Le Maître du Château - partie 14
Le lendemain, Messire Godoire, Yena et Ianisse se glissent jusqu'à la rivière. Les autres sont partis faire leur diversion. Et maintenant, à la lumière du jour, Godoire se dit que l'envie du garçon de ne pas les suivre n'avait vraiment pas pour but de courir moins de risque... Toute son attention fixée sur le château, l'ancien prisonnier a les yeux d'un tueur. Il va sans doute leur créer des ennuis. Le chevalier regrette de ne pas être venu seul, mais il est trop tard pour ça.
Aucun guetteur au Château, aucun pisteur le long de la rivière : le piège a bien fonctionné, leurs adversaires les ont royalement sous-estimés et vont bientôt s'en mordre les doigts. Évidemment, aucune barque complaisante ne les attends, et ils doivent se jeter à l'eau pour entrer.
Au moins ils n'ont qu'à suivre le courant, et les deux hommes ont pied à peu près tout le long. Ianisse tient l'arc et les flèches de Yena au sec et elle se demande si il voudra bien lui rendre un jour. Lui qui était l'image vivante de la misère, il a l'air ravi depuis le début de cette aventure, et a dans les yeux une flamme cruelle qui promet bien des tourments à tous ceux qui oseraient l'affronter. Yena se dit qu'il pourrait tuer en riant, même le garçon d'écurie roux qui a le même âge que lui, et cette idée la fait frissonner.
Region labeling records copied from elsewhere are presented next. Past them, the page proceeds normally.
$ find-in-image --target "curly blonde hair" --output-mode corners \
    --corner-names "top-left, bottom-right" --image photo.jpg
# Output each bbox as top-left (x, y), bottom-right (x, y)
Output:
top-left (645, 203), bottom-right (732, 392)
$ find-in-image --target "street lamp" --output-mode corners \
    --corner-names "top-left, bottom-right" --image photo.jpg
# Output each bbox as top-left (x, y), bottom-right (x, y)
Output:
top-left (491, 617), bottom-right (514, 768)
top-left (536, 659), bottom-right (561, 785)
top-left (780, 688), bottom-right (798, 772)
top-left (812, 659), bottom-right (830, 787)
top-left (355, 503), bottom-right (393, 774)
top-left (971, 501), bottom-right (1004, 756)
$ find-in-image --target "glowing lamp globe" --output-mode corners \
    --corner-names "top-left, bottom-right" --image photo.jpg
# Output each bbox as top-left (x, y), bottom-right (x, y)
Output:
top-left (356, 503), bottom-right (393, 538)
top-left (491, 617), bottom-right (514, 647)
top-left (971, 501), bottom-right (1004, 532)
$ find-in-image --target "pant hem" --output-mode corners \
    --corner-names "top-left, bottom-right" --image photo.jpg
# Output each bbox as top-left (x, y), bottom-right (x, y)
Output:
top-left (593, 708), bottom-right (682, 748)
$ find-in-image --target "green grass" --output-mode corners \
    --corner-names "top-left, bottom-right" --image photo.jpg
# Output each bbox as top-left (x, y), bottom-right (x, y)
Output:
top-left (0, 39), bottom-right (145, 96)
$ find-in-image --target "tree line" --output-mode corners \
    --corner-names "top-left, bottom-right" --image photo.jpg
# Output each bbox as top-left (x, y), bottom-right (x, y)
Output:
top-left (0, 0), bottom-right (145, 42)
Enfin ils arrivent dans la salle où les moutons sont abattus. L'équipe de nettoyage a fait du bon travail, il ne reste presque plus de traces sanglantes sur le sol, mais la puanteur n'a pas pu s'évacuer. Ils s'approchent silencieusement, Ianisse rend son arme à Yena sans rien dire, apparemment subjugué par la porte immense.
Le chevalier vérifie rapidement, mais il n'y a pas d'autres issues à cette pièce que le souterrain par lequel ils sont entrés, le tunnel qui mène à la cour du Château, et cette porte. Il dégaine son épée. Le duel aura lieu plus tôt que prévu, visiblement... Il s'avance et actionne la cloche, dont le tintement résonne sur les voûtes de pierre comme un rire moqueur.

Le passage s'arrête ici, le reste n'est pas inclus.